Upon Learning About Tardigrades From Wikipedia
By Michelle Menting



Tardigrades are tiny, water-dwelling animals originally named kleiner Wasserbär, 
meaning 'little water bear' in German. In Italian, tardigrada means "slow walker." 
The name water bear comes from the way they walk, reminiscent of a bear's 
slow gait.



If we ate by sucking, preying on juice of moss, skin shake 
of algae; if we pierced cell walls with our stylets—with foregut, 
hindgut, everything embraced, bringing new meaning to feeling
with your gut, going by your gut, gut as instinct; if we could hug 
the litter of lichen, cling to swamp lily petals, take a free ride 
from the gills of mussels, as if sitting in our own airstream trailers; 
if we experienced ourselves as ourselves: dining on parasites 
while being parasitic. What if we were nothing more than layers 
of dust with heartbeats? It's true: the idea of invisibility 
can make my own skin crawl, but they float, their lives aquatic, 
they float.

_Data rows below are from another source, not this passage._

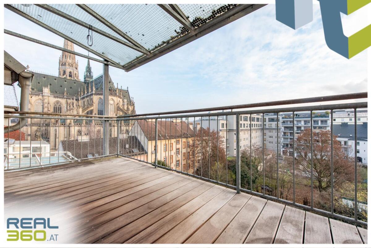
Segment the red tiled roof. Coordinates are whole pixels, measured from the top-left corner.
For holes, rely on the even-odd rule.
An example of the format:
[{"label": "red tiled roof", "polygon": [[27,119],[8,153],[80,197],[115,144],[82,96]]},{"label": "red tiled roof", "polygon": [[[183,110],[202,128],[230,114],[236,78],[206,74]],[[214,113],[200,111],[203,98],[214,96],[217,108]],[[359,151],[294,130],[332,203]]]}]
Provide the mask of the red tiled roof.
[{"label": "red tiled roof", "polygon": [[[154,121],[139,120],[137,121],[148,140],[154,140],[156,138]],[[175,138],[175,136],[177,138],[192,137],[194,136],[193,130],[184,121],[174,122],[159,120],[157,121],[157,133],[158,140]]]}]

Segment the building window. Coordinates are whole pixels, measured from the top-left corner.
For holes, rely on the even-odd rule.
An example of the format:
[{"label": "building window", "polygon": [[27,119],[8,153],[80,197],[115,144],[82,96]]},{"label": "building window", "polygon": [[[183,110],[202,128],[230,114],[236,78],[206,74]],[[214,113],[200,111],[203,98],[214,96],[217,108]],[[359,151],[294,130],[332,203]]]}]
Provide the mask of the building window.
[{"label": "building window", "polygon": [[115,102],[112,99],[109,100],[108,104],[108,110],[110,116],[115,116]]},{"label": "building window", "polygon": [[35,102],[34,110],[35,112],[43,112],[43,101],[40,99]]},{"label": "building window", "polygon": [[98,100],[98,115],[103,115],[103,100],[101,98]]},{"label": "building window", "polygon": [[53,112],[62,114],[62,105],[59,101],[57,101],[54,102],[54,104],[53,106]]}]

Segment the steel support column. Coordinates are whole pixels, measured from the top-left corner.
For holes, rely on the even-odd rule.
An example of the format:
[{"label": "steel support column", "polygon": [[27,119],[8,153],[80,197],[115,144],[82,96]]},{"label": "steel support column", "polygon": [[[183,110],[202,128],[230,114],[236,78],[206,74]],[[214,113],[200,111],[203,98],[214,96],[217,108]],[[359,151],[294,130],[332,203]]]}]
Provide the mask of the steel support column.
[{"label": "steel support column", "polygon": [[[108,74],[108,65],[103,64],[103,115],[109,114],[108,108],[109,97],[109,75]],[[103,124],[103,154],[109,154],[109,121],[104,121]]]}]

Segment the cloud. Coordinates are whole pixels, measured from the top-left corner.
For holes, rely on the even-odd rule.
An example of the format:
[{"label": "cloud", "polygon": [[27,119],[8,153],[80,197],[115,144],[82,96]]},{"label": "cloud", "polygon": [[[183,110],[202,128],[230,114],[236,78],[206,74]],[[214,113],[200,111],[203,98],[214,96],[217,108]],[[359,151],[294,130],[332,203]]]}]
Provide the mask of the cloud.
[{"label": "cloud", "polygon": [[[129,87],[140,113],[365,91],[366,52],[348,60],[328,48],[319,5],[313,8],[313,21],[295,30],[276,21],[275,6],[269,4],[128,73],[110,68],[110,74],[119,87]],[[11,17],[5,14],[5,20]],[[37,27],[31,29],[40,39],[62,43],[29,22],[17,22],[23,29]],[[17,49],[32,53],[21,62],[58,73],[59,51],[30,42],[25,48],[18,45],[23,44],[5,36],[11,54]],[[17,59],[24,56],[19,54]],[[81,78],[86,63],[79,59]],[[91,63],[95,75],[101,73],[101,64]]]}]

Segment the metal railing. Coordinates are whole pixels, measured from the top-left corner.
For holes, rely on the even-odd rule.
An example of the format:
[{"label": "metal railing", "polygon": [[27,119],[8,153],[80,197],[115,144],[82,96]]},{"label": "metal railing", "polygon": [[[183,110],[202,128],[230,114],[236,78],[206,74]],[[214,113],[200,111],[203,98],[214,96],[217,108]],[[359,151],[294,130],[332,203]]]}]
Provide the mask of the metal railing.
[{"label": "metal railing", "polygon": [[[239,107],[272,106],[275,103],[282,105],[291,104],[293,103],[305,103],[367,98],[367,94],[332,97],[235,105],[231,108],[234,109],[233,111],[217,113],[199,112],[211,110],[223,110],[222,107],[152,113],[142,116],[135,114],[116,118],[89,117],[86,115],[82,115],[79,118],[68,117],[65,115],[59,117],[27,115],[16,117],[29,118],[30,120],[40,119],[40,126],[42,127],[44,126],[43,123],[48,119],[49,119],[49,121],[51,121],[50,119],[66,120],[72,121],[72,126],[65,125],[65,127],[75,127],[75,120],[85,121],[85,123],[82,123],[82,127],[89,126],[89,123],[95,123],[95,122],[110,122],[110,128],[112,135],[110,138],[110,141],[114,144],[110,147],[109,154],[105,155],[99,154],[98,155],[99,156],[96,157],[116,155],[130,158],[151,164],[155,167],[175,171],[234,189],[237,193],[241,192],[249,193],[327,216],[367,226],[367,221],[358,218],[359,215],[361,213],[358,212],[357,208],[357,170],[359,166],[356,157],[352,158],[351,156],[347,159],[349,159],[349,163],[354,163],[354,177],[343,179],[344,183],[352,184],[354,186],[353,194],[354,204],[352,215],[347,213],[340,212],[340,211],[337,210],[337,197],[335,197],[334,191],[338,189],[339,185],[338,182],[339,179],[337,174],[334,174],[337,172],[334,171],[334,166],[336,169],[339,165],[339,158],[337,150],[335,151],[336,157],[334,157],[334,144],[337,146],[338,141],[332,133],[332,118],[333,111],[336,110],[352,109],[354,110],[356,115],[357,109],[367,108],[367,102],[235,111]],[[322,189],[322,186],[316,182],[319,176],[316,170],[318,164],[316,164],[316,166],[313,166],[314,163],[317,163],[316,149],[318,146],[319,137],[316,135],[316,133],[313,131],[313,112],[319,111],[328,111],[330,113],[329,121],[330,122],[331,134],[329,135],[331,137],[328,139],[331,140],[330,144],[329,149],[326,152],[327,154],[325,160],[326,166],[328,167],[325,169],[329,172],[331,178],[325,179],[328,187],[325,189]],[[295,138],[292,139],[289,141],[289,146],[291,151],[289,153],[283,147],[280,140],[281,132],[285,130],[281,130],[279,121],[282,121],[280,120],[282,118],[279,117],[280,113],[288,112],[292,113],[292,116],[295,116],[296,112],[301,111],[309,112],[312,123],[310,128],[308,129],[310,131],[307,134],[309,136],[306,137],[306,140],[304,139],[303,136],[305,134],[306,132],[305,130],[303,130],[304,131],[301,133],[297,138],[296,137]],[[35,112],[30,113],[35,114]],[[269,143],[270,146],[275,147],[274,150],[269,149],[265,145],[267,144],[268,142],[264,140],[265,131],[273,129],[265,127],[265,118],[263,117],[266,114],[270,114],[270,116],[273,116],[276,120],[277,127],[274,128],[276,130],[276,133],[272,134],[267,133],[267,131],[266,134],[275,136],[276,140],[274,141],[276,144]],[[54,113],[45,114],[55,115]],[[261,127],[252,128],[251,116],[257,114],[260,115],[262,117],[260,118],[260,124],[262,124],[260,125]],[[243,117],[243,120],[244,117],[250,117],[250,125],[248,128],[240,130],[241,116]],[[4,115],[5,118],[14,117],[13,115]],[[200,120],[196,122],[196,119],[197,120],[199,119]],[[220,128],[220,122],[226,121],[221,119],[227,120],[225,123],[225,128]],[[356,116],[354,119],[357,120]],[[210,122],[210,120],[213,120],[213,122]],[[215,120],[216,125],[213,125]],[[67,121],[66,123],[67,123]],[[197,124],[198,123],[199,125]],[[295,123],[291,125],[292,130],[295,130]],[[96,127],[95,124],[93,125]],[[47,125],[45,126],[50,128],[51,126]],[[104,125],[101,124],[96,126],[102,128]],[[55,127],[55,125],[53,127]],[[355,144],[357,143],[357,125],[355,125],[355,135],[352,137],[355,140]],[[87,130],[89,130],[89,128]],[[102,133],[101,132],[101,133]],[[49,133],[50,134],[50,132]],[[74,132],[73,134],[74,135],[75,133]],[[73,137],[73,140],[75,142],[81,143],[81,146],[79,147],[80,149],[83,146],[82,143],[85,142],[83,141],[82,136],[81,136],[79,141],[78,139]],[[42,136],[40,143],[42,140],[47,140],[43,139],[43,137],[44,136]],[[50,138],[49,135],[49,138]],[[91,140],[90,138],[87,140],[88,144],[89,140]],[[316,142],[315,144],[313,143],[313,141]],[[104,143],[104,141],[103,141],[102,143]],[[62,144],[61,147],[63,147]],[[6,146],[5,147],[6,147]],[[88,147],[89,147],[89,145]],[[306,148],[307,150],[304,151],[305,156],[299,156],[302,150],[304,150],[303,149]],[[76,157],[70,151],[70,149],[66,149],[66,151],[69,152],[71,157],[73,157],[70,158],[68,163],[91,158],[83,157],[82,152],[81,156]],[[95,151],[95,149],[94,155],[96,155]],[[9,156],[9,149],[7,152]],[[20,164],[21,160],[19,160]],[[287,179],[284,182],[282,180],[283,178],[288,178],[289,180]],[[288,183],[288,182],[291,185],[289,189],[287,185],[285,185]],[[309,192],[309,199],[299,199],[301,196],[296,194],[298,187],[301,188],[302,191],[304,189],[305,192]],[[317,198],[321,194],[325,193],[329,194],[328,196],[330,200],[326,203],[327,205],[322,207],[319,205]]]}]

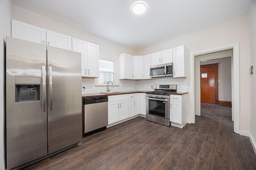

Blow them up. Take micro to macro and see their forms 
with rolls: water bear, moss piglet, puddle manatee. Almost jolly.  
But they suck. They cannibalize. They go for the extreme: once 
they were found on heaps of dung balls on glaciers, on frozen clumps 
of vegetal innards. Everywhere, everywhere absorbing. Absorbing 
the universe in millions upon millions of eight tiny segments. 
Let's find them. Find them to better understand the guts of the bizarre.